With so much chemical and organic pollution in both surface as well as underground water, it came as no surprise when our President General Pervaiz Musharraf acknowledged that 60%of diseases in Pakistan are water-borne. Diseases such as cholera, dysentery, diarrhoea and hepatitis etc. are reasons why 20-40% of hospital beds remain occupied throughout the year. Typhoid alone accounts for 900,000 lives annually. In many parts of the country, the presence of arsenic in water is threatening people with cancer of the lungs, bladder and skin, still births, lymph tumours, heart diseases, nephritis, hypertension etc.

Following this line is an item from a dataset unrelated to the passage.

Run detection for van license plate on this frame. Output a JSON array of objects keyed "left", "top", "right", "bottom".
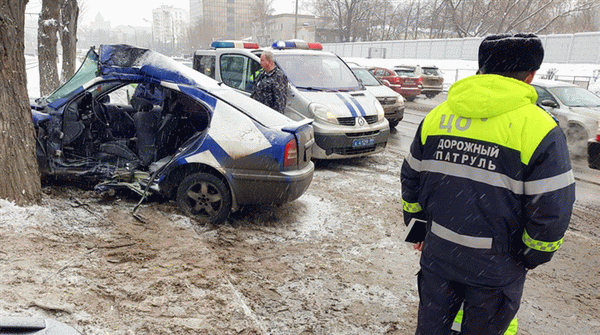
[{"left": 352, "top": 138, "right": 375, "bottom": 148}]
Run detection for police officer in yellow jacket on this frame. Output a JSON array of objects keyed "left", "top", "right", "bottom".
[{"left": 401, "top": 34, "right": 575, "bottom": 335}]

We have environmental laws in place to keep a check on the polluters. We also have water quality standards that should be adhered to. However, there is clearly a lack of implementation. Under such circumstances we can take measures to minimize the risk of being infected by water borne impurities. Boiling water before drinking is a must. Make sure that when water comes to boil, it should remain at that temperature for at least 7-10 minutes to eradicate all contaminants. Filtered water is also good enough, but the quality of your water greatly depends on the kind of filter system you are using. Just have a sample of the filtered water checked from any laboratory to make sure. When using bottled water, go for a good brand. Spending more on your water would save you much more on health expenditure. According to reports, 28 brands of bottled water were tested out of which 15 were found to be unsuitable for drinking. Strictly forbid children to drink from an unknown source when away from home. Get them used to carrying their own water bottles. Parties and functions like weddings etc. are also times when one may become careless. Either take your own bottle of water or, if you feel too awkward, then avoid drinking water altogether. Remember, it’s always better to be careful than sorry later.